Search for "ilike" does not work after converting bytea to a text field in PostgreSQL ver.-CodePudding

We have a byte field that we save data to using the convert_to function. To extract data, use convert_from, respectively. But we got some problems with Cyrillic in PG12. Example:

select convert_from(convert_to('Берёза', 'UTF8'), 'UTF8') ilike 'берёз%' --return false

But everything works well with the Latin. Example:

select convert_from(convert_to('PostgreSQL', 'UTF8'), 'UTF8') ilike 'postgre%' --return true

The problem appeared in version 12, it can be seen, for example, on this resource https://dbfiddle.uk/ by selecting the appropriate version PG in the menu. Can anyone help sort out the problem?

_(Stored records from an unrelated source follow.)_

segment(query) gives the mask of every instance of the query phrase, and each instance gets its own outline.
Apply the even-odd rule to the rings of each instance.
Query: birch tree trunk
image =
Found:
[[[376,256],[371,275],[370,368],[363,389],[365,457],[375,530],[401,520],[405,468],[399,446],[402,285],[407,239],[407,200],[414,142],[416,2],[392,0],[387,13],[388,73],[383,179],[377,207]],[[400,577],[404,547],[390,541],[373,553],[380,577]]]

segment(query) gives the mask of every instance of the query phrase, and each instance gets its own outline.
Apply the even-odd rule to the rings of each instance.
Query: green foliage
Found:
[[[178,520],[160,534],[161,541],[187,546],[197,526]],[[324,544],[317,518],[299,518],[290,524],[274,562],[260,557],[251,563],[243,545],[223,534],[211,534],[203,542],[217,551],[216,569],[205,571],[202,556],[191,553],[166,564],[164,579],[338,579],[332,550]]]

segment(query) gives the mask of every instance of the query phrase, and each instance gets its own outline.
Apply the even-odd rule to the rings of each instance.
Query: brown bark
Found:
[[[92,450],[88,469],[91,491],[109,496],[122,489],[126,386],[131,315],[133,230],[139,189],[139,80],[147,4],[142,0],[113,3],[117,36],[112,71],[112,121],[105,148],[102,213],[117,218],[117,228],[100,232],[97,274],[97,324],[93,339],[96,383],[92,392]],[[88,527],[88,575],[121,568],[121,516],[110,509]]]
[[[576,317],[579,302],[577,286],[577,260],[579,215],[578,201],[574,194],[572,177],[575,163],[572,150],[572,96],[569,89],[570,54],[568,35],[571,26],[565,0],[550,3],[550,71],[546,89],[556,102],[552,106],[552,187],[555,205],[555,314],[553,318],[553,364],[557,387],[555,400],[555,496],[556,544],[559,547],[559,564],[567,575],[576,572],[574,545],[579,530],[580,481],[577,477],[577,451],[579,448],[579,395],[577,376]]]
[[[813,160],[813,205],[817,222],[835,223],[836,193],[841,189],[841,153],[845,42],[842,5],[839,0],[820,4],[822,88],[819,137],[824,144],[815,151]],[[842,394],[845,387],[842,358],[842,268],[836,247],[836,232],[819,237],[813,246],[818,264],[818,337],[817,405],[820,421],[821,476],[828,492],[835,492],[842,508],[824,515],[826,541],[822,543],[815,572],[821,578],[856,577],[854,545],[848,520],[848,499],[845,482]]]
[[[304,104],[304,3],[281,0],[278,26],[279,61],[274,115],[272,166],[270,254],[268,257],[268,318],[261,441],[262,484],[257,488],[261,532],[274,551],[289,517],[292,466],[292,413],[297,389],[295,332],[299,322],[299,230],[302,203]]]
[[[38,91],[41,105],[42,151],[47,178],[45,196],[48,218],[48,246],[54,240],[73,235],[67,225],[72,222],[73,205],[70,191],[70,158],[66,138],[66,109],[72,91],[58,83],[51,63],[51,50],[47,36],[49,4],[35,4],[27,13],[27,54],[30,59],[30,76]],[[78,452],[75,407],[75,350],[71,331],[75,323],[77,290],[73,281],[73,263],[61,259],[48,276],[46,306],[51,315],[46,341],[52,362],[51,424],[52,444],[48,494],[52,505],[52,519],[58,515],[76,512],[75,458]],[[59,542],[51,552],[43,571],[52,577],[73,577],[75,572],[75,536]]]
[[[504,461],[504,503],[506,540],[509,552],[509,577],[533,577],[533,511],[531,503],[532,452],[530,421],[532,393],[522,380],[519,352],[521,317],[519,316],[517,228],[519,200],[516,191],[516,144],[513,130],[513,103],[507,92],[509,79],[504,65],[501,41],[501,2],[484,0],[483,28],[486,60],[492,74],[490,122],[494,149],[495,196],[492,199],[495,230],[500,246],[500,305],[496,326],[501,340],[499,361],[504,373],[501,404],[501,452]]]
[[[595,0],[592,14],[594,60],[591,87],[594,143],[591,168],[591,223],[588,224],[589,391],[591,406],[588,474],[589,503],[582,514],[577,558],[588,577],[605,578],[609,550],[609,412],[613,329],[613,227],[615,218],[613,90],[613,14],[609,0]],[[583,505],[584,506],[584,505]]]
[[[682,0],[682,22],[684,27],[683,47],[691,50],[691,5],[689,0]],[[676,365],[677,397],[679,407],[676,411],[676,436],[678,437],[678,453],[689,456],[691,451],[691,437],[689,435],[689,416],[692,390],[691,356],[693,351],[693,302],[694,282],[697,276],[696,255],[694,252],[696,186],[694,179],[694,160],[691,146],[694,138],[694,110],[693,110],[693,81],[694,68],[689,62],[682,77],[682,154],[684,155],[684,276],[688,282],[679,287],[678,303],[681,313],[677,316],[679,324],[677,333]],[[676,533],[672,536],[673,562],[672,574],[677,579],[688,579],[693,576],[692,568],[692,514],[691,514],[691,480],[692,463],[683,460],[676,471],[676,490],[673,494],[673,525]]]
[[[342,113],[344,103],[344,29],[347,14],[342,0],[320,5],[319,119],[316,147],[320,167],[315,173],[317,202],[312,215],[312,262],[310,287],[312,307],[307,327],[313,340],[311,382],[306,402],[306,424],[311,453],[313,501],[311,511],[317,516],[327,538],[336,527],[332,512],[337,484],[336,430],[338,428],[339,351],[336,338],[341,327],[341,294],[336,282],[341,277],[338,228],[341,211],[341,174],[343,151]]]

CodePudding user response：

The problem is that the result of convert_from is in the C collation:

On my system, I have the following:

SHOW lc_collate;

 lc_collate 
════════════
 de_AT.utf8
(1 row)

SELECT pg_collation_for('Берёза');

 pg_collation_for 
══════════════════
 (null)
(1 row)

The NULL value means that the default collation (lc_collate) will be used for comparisons:

SELECT 'Берёза' ilike 'берёз%';

 ?column? 
══════════
 t
(1 row)

Now if we use convert_from, the collation is different, so the comparison is different:

SELECT pg_collation_for(convert_from(convert_to('Берёза', 'UTF8'), 'UTF8'));

 pg_collation_for 
══════════════════
 "C"
(1 row)

select convert_from(convert_to('Берёза', 'UTF8'), 'UTF8') ilike 'берёз%';

 ?column? 
══════════
 f
(1 row)

SELECT 'Берёза' COLLATE "C" ilike 'берёз%';
 ?column? 
══════════
 f
(1 row)

So you can solve the problem by explicitly specifying the default collation:

select convert_from(convert_to('Берёза', 'UTF8'), 'UTF8') COLLATE "default" ilike 'берёз%';

 ?column? 
══════════
 t
(1 row)